Methods: We characterized trajectories of self-reported impulsivity and sensation seeking in 305 FH+ youths who at minimum had a father with a history of alcohol or other drug use disorders and 81 youths with no family histories of substance use disorders (FH-). Assessments started at ages 10 to 12 and continued at 6-month intervals for up to 42 months. In addition, a subset of 58 FH+ youths who began alcohol or other drug use before age 15 (FH+ Users) were compared to 58 FH+ propensity-matched adolescents who did not initiate substance use before age 15 (FH+ Non-Users).
Results: Compared to FH- youths at preadolescence, FH+ youths reported higher general impulsivity and higher impulsivity related to poor planning and attention. Over time, there were no differential effects of FH status on changes in impulsivity or sensation seeking across adolescence. FH+ Users had smaller decreases in general impulsivity and impulsivity related to restlessness and fidgeting across adolescence than FH+ Non-Users. FH+ Users also had greater increases in sensation seeking across adolescence than FH+ Non-Users.

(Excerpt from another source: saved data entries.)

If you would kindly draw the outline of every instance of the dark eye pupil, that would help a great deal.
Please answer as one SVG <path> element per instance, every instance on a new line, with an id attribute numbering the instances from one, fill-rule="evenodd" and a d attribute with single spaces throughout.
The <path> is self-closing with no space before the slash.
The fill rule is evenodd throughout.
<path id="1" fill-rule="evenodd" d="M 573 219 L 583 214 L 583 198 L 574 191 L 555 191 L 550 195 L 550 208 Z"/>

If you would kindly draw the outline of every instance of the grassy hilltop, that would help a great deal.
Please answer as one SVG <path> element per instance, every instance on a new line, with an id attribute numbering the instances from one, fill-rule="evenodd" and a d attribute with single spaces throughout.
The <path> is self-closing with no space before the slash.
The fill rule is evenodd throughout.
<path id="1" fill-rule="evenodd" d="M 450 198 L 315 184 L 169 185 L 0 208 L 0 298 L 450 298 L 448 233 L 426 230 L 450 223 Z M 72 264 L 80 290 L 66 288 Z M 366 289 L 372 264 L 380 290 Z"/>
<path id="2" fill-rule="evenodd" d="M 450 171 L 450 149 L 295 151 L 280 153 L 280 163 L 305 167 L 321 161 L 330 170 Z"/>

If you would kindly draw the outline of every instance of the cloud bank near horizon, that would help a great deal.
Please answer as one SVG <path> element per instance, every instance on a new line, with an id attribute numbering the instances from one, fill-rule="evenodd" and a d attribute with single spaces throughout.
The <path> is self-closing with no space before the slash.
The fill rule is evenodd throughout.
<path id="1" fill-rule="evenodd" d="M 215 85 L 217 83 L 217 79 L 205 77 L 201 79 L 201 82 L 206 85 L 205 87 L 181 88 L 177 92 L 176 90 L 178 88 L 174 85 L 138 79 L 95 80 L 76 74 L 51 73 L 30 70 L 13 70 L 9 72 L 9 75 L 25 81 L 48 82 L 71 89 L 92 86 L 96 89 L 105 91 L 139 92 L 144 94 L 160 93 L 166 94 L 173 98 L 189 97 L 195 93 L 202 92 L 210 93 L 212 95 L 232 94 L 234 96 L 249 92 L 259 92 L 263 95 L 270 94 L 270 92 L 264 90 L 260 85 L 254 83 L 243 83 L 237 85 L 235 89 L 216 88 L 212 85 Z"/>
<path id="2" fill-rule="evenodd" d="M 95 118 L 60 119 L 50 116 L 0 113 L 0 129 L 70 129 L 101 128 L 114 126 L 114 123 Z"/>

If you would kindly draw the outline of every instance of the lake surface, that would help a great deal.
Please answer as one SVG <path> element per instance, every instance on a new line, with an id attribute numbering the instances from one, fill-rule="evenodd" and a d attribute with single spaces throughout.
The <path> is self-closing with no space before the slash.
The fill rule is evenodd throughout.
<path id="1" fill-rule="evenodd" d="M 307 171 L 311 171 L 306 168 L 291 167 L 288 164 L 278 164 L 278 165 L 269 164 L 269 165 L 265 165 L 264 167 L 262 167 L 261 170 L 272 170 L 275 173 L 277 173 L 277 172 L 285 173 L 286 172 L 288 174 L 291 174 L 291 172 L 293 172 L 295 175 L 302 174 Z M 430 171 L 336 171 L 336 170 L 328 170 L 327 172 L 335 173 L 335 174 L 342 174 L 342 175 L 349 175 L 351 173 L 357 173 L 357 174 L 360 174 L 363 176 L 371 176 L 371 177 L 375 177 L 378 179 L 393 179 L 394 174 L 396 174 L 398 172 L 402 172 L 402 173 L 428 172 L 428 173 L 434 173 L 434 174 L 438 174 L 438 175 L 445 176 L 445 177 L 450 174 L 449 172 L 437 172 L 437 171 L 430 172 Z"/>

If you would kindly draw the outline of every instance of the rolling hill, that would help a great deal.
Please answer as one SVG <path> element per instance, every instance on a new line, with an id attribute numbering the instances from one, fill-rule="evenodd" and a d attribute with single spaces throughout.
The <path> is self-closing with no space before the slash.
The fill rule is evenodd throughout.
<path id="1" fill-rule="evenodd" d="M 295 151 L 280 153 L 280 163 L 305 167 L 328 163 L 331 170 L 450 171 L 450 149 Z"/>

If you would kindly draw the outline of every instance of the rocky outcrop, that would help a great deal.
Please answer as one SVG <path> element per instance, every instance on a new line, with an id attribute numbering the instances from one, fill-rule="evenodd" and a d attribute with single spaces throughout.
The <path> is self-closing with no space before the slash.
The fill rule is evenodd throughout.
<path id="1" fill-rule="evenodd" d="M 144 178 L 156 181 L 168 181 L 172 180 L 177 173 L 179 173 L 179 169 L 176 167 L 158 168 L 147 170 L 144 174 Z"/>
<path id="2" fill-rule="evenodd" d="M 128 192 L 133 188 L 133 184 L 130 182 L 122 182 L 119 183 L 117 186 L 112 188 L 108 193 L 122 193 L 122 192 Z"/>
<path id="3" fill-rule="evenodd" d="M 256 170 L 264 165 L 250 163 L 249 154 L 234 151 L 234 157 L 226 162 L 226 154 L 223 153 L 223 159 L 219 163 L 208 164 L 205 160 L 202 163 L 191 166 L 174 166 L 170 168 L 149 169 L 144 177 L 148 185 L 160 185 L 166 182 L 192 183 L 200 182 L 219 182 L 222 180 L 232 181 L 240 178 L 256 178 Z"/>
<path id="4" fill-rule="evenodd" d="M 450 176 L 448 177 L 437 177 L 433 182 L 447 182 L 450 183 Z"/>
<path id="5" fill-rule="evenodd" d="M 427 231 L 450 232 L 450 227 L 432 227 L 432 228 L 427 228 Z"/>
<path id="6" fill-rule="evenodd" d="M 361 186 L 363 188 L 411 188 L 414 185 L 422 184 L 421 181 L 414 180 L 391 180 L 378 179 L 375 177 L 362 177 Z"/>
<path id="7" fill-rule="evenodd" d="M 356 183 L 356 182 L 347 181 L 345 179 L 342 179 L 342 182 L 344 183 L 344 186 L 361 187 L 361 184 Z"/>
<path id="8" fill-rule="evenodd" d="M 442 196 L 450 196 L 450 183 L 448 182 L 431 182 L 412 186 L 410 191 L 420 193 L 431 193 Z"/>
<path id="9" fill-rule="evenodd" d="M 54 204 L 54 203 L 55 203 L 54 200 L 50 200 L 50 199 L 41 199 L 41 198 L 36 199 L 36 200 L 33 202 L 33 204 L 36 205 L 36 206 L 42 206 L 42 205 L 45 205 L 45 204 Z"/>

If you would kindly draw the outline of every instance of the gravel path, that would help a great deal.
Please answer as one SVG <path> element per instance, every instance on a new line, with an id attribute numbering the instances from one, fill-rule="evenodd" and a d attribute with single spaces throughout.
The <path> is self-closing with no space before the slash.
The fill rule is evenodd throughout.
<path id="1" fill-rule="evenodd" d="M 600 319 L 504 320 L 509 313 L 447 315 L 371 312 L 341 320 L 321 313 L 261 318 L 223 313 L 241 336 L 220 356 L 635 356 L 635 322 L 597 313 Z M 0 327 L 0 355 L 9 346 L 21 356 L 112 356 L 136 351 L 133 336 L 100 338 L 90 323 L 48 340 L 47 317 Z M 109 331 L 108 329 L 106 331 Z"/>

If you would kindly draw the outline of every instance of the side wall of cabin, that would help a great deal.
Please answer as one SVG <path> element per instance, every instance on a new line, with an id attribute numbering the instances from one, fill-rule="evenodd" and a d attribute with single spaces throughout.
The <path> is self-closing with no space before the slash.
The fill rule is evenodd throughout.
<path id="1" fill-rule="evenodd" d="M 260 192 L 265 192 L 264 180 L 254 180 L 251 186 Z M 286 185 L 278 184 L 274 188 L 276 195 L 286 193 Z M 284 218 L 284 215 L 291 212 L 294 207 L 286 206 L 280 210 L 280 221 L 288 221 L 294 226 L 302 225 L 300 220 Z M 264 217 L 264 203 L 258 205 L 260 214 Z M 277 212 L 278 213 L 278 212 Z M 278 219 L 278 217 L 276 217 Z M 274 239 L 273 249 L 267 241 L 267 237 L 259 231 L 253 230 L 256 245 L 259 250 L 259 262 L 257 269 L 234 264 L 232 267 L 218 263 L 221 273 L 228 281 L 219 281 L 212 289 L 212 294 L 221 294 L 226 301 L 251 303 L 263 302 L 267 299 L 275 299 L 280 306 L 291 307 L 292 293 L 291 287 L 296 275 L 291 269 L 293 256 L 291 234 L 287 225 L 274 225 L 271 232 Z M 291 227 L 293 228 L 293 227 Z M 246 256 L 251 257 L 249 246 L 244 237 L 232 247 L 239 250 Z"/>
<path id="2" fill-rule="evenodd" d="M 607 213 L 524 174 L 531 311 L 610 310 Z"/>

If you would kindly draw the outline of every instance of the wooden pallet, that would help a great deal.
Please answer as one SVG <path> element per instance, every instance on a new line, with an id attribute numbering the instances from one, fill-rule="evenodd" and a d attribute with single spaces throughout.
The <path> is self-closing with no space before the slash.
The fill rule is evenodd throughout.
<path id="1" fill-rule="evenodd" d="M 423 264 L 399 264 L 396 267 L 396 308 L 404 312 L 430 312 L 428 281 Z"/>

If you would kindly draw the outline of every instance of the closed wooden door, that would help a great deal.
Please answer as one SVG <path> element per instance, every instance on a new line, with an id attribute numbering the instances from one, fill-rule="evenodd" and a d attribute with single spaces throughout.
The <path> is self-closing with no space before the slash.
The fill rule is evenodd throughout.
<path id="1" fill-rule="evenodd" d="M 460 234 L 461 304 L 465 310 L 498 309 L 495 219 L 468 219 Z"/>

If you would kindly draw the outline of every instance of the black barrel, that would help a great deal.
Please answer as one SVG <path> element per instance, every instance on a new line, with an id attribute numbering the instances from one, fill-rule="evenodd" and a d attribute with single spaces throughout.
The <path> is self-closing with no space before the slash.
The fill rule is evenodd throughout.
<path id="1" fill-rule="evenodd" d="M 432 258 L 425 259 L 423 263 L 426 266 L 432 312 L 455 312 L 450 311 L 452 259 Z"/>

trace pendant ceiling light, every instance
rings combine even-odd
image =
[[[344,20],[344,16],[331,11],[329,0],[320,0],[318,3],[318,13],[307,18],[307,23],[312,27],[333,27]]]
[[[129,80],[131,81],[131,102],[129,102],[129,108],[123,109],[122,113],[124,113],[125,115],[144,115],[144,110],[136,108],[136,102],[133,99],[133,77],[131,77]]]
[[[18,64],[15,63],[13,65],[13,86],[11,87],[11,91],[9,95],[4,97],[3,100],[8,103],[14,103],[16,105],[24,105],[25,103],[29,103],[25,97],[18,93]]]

Conclusions: Increased impulsivity in FH+ youths may make them less able to regulate sensation seeking drives that peak in adolescence, which may contribute to their high risk for developing substance use disorders. Additionally, FH+ adolescents who initiate early use may be at increased risk in part due to increased impulsivity coupled with greater increases in sensation seeking.
Keywords: Adolescence; Early-Onset Substance Use; Family History; Impulsivity; Sensation Seeking.